In this context, he said, for "economic" Ross Kennedy, Managing Director of "Q-HIV" energy services, some economic data from China led to declines price at the beginning of the week after renewed concerns about demand, especially that the expected breakthrough in US trade negotiations China has not yet materialized features although there was some optimism surrounding the market in the light of the possibility of concluding an effective agreement that will put an end to trade disputes, which escalated widely in recent weeks.
He added that the current production cuts of the "OPEC +" coalition, which amounted to 1.2 million barrels per day and extends until March next year did not push oil prices to rise correctly to strengthen the budgets of most producing countries, some of which need prices around $ 80 a barrel.
For his part, explained to the "economist" Alexander Bogle, an analyst at the international energy company "GB Energy", that oil investments are still growing at a weak pace due to the environment of discouraging prices and uncertainty surrounding the global economy.
He pointed to the decline of conventional oil and gas discoveries since the so-called shale oil revolution and the subsequent decline in oil prices, which led to the decline of investment to the lowest level in 70 years.
Dan Bosca, senior analyst at UniCredit International Bank, told "Al-Eqtisadiah" that crude oil, according to most international estimates, will continue to play a major role in the global energy mix.
He pointed out that the "OPEC" countries adhere to their international commitments to combat climate change, especially the Paris Agreement, despite the US president's doubts about climate change and his refusal to commit to reducing carbon emissions in his country and pushed for more use of coal and oil.
Bulgarian analyst and energy researcher Andrei Yaniyev told the economist that deepening the proposed production cuts would undoubtedly help boost prices, especially with strong indications of a sudden drop in inventories, prompting prices to regain gains.

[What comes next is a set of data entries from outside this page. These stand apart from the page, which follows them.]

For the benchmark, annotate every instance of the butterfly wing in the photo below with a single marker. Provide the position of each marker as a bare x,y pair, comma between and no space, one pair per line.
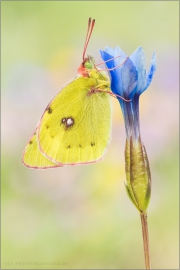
75,127
33,158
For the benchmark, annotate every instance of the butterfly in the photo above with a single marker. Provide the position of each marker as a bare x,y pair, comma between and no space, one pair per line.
75,127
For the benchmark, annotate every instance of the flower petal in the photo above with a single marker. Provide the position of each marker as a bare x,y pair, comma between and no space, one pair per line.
151,72
129,79
139,60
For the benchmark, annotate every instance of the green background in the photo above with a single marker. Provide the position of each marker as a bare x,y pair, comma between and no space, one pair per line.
81,216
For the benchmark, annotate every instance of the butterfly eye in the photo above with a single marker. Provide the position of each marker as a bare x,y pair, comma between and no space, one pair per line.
88,65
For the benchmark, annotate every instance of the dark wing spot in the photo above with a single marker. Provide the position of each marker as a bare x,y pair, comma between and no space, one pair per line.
49,110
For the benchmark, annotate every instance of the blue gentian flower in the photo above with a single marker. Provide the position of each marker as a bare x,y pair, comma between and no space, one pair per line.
129,80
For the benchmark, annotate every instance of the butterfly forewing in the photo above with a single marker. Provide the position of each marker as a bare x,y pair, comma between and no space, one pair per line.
75,127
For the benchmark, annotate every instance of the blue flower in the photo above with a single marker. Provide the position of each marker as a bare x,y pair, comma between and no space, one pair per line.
129,80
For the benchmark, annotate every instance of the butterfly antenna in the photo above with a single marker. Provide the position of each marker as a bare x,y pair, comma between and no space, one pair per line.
88,35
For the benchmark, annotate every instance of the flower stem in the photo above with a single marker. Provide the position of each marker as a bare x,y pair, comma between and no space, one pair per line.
144,224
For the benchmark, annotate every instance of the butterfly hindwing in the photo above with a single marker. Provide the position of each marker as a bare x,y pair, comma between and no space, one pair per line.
33,158
75,127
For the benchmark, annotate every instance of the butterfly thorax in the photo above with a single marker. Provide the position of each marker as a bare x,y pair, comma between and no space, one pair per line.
88,69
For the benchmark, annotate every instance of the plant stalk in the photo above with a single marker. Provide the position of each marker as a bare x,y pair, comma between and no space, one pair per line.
144,224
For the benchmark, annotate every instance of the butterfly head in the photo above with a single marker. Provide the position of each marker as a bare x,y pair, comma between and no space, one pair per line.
86,66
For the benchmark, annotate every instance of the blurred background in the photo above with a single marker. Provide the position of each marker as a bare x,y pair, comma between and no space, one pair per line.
80,217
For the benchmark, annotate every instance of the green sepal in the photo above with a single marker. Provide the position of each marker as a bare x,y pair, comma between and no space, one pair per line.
138,176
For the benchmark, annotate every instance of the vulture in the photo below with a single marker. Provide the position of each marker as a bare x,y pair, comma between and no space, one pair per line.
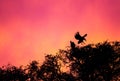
72,44
80,38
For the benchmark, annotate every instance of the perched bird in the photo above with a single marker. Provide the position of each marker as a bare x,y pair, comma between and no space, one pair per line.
80,38
72,44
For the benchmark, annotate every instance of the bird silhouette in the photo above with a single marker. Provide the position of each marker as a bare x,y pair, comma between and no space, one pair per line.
80,38
72,44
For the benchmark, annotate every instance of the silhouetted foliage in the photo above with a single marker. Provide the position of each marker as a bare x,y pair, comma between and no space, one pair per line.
92,62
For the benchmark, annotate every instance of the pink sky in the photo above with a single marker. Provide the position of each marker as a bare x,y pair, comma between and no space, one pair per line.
29,29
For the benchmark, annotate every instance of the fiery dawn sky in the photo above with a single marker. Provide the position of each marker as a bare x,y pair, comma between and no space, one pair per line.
31,28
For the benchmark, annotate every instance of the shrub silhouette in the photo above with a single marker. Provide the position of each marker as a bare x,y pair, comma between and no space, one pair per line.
92,62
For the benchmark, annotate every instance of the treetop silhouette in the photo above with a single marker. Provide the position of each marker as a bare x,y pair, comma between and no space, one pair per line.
92,62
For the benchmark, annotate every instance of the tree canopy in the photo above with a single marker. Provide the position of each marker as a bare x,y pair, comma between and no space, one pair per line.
91,62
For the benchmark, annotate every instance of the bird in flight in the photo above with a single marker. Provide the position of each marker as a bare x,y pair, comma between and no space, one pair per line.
80,38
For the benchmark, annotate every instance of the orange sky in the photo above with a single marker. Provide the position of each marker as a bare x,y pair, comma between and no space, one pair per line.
31,28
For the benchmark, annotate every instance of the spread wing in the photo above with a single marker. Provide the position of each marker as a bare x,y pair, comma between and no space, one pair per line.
85,35
77,36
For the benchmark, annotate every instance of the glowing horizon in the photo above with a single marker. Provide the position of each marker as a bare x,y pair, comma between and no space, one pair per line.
31,28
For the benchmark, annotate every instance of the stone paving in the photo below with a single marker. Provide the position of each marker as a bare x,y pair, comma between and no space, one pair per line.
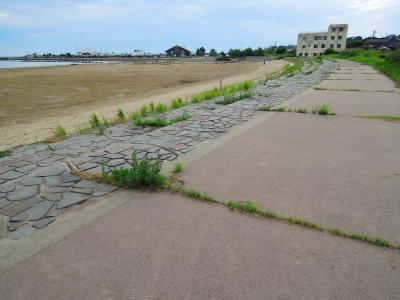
36,181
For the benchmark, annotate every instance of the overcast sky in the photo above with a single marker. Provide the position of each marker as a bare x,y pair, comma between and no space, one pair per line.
56,26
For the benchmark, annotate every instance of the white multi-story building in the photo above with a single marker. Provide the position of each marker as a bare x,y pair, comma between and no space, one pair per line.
315,43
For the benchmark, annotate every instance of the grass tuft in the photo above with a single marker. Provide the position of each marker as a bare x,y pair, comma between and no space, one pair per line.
59,131
177,103
4,153
178,167
302,110
100,126
120,115
144,173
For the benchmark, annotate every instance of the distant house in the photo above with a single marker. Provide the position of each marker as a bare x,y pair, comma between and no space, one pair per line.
391,42
315,43
178,51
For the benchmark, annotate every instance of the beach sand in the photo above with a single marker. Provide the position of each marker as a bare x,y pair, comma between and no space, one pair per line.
35,100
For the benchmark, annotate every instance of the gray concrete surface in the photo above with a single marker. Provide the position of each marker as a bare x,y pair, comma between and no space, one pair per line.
161,246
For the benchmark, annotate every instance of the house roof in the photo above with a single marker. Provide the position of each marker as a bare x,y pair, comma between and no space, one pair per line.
177,46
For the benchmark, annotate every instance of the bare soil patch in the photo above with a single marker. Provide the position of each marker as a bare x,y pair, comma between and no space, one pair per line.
34,100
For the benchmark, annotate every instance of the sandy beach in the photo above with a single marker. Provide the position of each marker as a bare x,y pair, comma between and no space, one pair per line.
34,100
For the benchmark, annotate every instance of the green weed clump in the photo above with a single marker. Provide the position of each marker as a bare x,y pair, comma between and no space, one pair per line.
280,109
302,110
145,173
100,126
159,122
156,122
322,109
178,167
4,153
222,91
387,63
120,116
59,131
177,103
232,98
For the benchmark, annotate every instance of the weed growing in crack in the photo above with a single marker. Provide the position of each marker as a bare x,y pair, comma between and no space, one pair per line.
100,126
4,153
145,173
120,116
59,131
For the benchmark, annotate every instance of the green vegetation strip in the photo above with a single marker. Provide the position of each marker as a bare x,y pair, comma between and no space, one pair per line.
254,209
146,173
383,118
387,63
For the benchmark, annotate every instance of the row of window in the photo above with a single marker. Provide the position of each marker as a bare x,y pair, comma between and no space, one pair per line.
323,46
324,38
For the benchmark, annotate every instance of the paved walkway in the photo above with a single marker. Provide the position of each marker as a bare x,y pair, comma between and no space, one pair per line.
36,181
340,171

US energy companies cut the number of oil rigs operating this week, leading to a record 11-month decline as producers press ahead with plans to cut spending on new drilling.
Russia's energy ministry said on Friday it was continuing close cooperation with Saudi Arabia, the Organization of the Petroleum Exporting Countries (OPEC) and non-OPEC oil producers to improve market stability and predictability.
The OPEC + group, an alliance of OPEC members and other major producers including Russia, has been implementing an agreement to cut production by 1.2 million barrels per day since January.
The agreement lasts until March 2020, and producers meet to review policy on the fifth and sixth of December.
The daily report of the Organization of Petroleum Exporting Countries "OPEC", said yesterday that the price of the basket, which includes the average prices of 14 raw materials produced by the Organization of the Petroleum Exporting Countries achieved its fourth consecutive rise, and that the basket gained about two dollars, compared to the same day last week of $ 60.06 barrel.